伽椰子の予知が本物である事は証明された。それに興味を持った一族の老人が、逆に映像で見ていない死を伽椰子に言わせたり実験したりもしたが、彼女自身が酷く疲弊するだけで、対象が死ぬこともなかった。故に、伽椰子の異能は死の宣告と呼称され、畏怖をもって死神のようだと言われるようになった。
「まぁ、そんな事もあって、ちょいショック受けてなぁ。それに、予知したらしたで、結局は私が殺したみたいやん? だからもう力を使う事も無くなったんやけど。私のはそう便利な力でもないんよ」
そうして残されたのは使えない異能に、動かない両脚だけだと伽椰子は自嘲する。
「なんとなくやけど、神楽木ちゃんは私の異能のこと知っても怖がったりしないタイプやろ?」
それが伽椰子が結衣のような同級生がいて嬉しいと言った理由。イタズラっぽく、若干の影を感じる。それでいてどこか期待するかのように伽椰子は結衣を見た。
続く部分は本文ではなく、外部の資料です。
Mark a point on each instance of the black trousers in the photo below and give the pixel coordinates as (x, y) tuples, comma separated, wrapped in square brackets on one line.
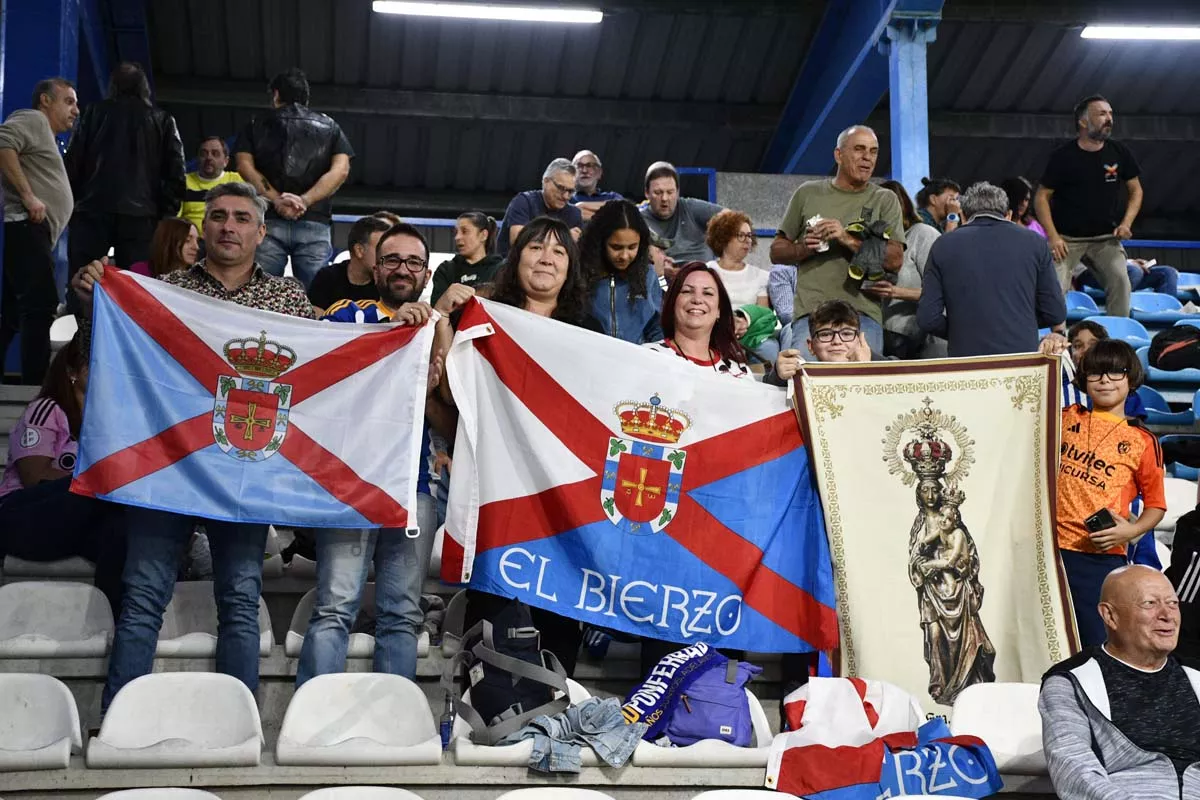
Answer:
[(93, 233), (30, 296), (47, 523)]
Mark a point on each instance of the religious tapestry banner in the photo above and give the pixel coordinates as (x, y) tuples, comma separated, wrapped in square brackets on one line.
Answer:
[(937, 482)]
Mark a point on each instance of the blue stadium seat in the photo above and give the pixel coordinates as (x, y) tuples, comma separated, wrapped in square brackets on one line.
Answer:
[(1180, 470), (1188, 287), (1156, 308), (1159, 413), (1125, 329), (1156, 377), (1080, 306)]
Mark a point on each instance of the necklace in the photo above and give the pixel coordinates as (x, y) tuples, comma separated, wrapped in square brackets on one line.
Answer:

結衣は気になって心を読んでみようかとも思ったが、そうはしなかった。それをしたら、嫌われるだろうな、と漠然と思っていたから。
「……特に何も思わない、かな? 死ねって言ったら殺せる訳でもないみたいだし……」
「出来たら、それこそ死神やんなぁ!」
そう結衣は答えると、伽椰子は楽しそうに返す。
「……ちなみに、知りたい? 自分の死に様は」
「あまり興味はないかな」
と結衣は、ちょっと考えてからそう答える。自分の死を知ってしまったとしても、そんなもんか、で終わってしまいそうな気がしたのだ。なら、そんなもの別に知らなくてもいいかな、というのが結衣の結論だった。
「わはは、その方がええと思うよ」
と、結衣の言葉を聞いた伽椰子は明るくカラカラと笑ったのだった。
「……琥珀川さんも大変ね」
「せやろぉ? ほんま、こんな力いらへんから、足動くようにして欲しいわ」
そうして顔をつき合わせて笑い合う。二人はその後も、お互いの身の回りの話を交換し合った。
──結衣が小学生の頃の話。
──伽椰子の幼い頃の思い出。
──過去に患った病気のこと。
──家に対する愚痴。
様々な事を話しながら、二人はすっかり意気投合していった。
──気がつけば外は夜の闇に覆われていたが、なかなか二人の会話は尽きることがなかった。結衣は本当に幸運だった。この学び舎にて、数少ない生涯の友を見つけることが出来たのだから。